Una giornata di volatili: Djokovic che fa l’aeroplano a
terra dopo un colpo impossibile, Van Aert che sul traguardo di Calais apre le
braccia e fa il gabbiano. Lasciamo da parte il tennista e guardiamo al
ciclista. Azione straordinaria, concertata di squadra con una rampa di cento
metri divorata con una potenza spaventosa. E per far contenti direttori
sportivi e manager, che seguono tutto come cimici, merito anche delle oreillettes,
che il belga in maglia gialla si aggiusta nel pieno del tornado. Cosa faremmo
senza di loro, le oreillettes? Mah, forse il Merckx, forse l’Hinault, il Cannibale
e il Tasso, categorie che non ascoltano nessuno e azzannano. Forse Van Aert non
avrebbe scatenato la sua potenza senza le cuffiette a dirgli “vai!”. Come se un
ciclista non andasse già di suo, come se non avesse più l’istinto animale e
bisognasse aprirgli la porticina, come al gatto.

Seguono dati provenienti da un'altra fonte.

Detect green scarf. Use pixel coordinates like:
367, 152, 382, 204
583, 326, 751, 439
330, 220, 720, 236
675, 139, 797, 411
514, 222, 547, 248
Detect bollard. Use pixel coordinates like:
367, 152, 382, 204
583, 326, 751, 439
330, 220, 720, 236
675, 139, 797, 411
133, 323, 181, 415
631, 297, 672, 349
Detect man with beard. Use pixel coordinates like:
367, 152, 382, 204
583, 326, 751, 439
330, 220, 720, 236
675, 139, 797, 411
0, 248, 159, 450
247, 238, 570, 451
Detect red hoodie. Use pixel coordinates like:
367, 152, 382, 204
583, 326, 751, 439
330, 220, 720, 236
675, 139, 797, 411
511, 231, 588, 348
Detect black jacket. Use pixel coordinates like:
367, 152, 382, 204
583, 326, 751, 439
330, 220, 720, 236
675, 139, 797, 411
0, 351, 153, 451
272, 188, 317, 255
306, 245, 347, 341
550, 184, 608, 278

La prova dell’ineludibilità dei marchingegni è il festante
Philipsen che si aggiudica la volata per il secondo posto con una grinta da
gara della vita e con lui che esulta in modo eclatante perché pensa sia primo.

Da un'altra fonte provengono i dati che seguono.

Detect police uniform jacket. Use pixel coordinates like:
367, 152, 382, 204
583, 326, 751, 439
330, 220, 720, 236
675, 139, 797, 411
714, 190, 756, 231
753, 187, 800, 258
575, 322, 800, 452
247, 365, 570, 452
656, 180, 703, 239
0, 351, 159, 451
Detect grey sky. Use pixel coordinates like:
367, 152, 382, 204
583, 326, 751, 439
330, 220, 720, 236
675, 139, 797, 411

Un compagno di Van Aert, due metri dopo il traguardo, gli fa notare con il
ditino che “guarda che davanti ne è già arrivato uno”. Philipsen dirà poi che
la radio non funzionava e nelle oreilletes non è arrivato nessun messaggio,
neanche una canzoncina dei Righeira.
Sarà interessante vedere se oggi la radio nelle orecchie
funzionerà o se gli scossoni del pavé di Arenberg spezzeranno i fili. Speriamo
di no, altrimenti ci sarà una gara tra le ammiraglie per portare notizie di
persona, pronte a travolgere i quasi estinti tassi e cannibali.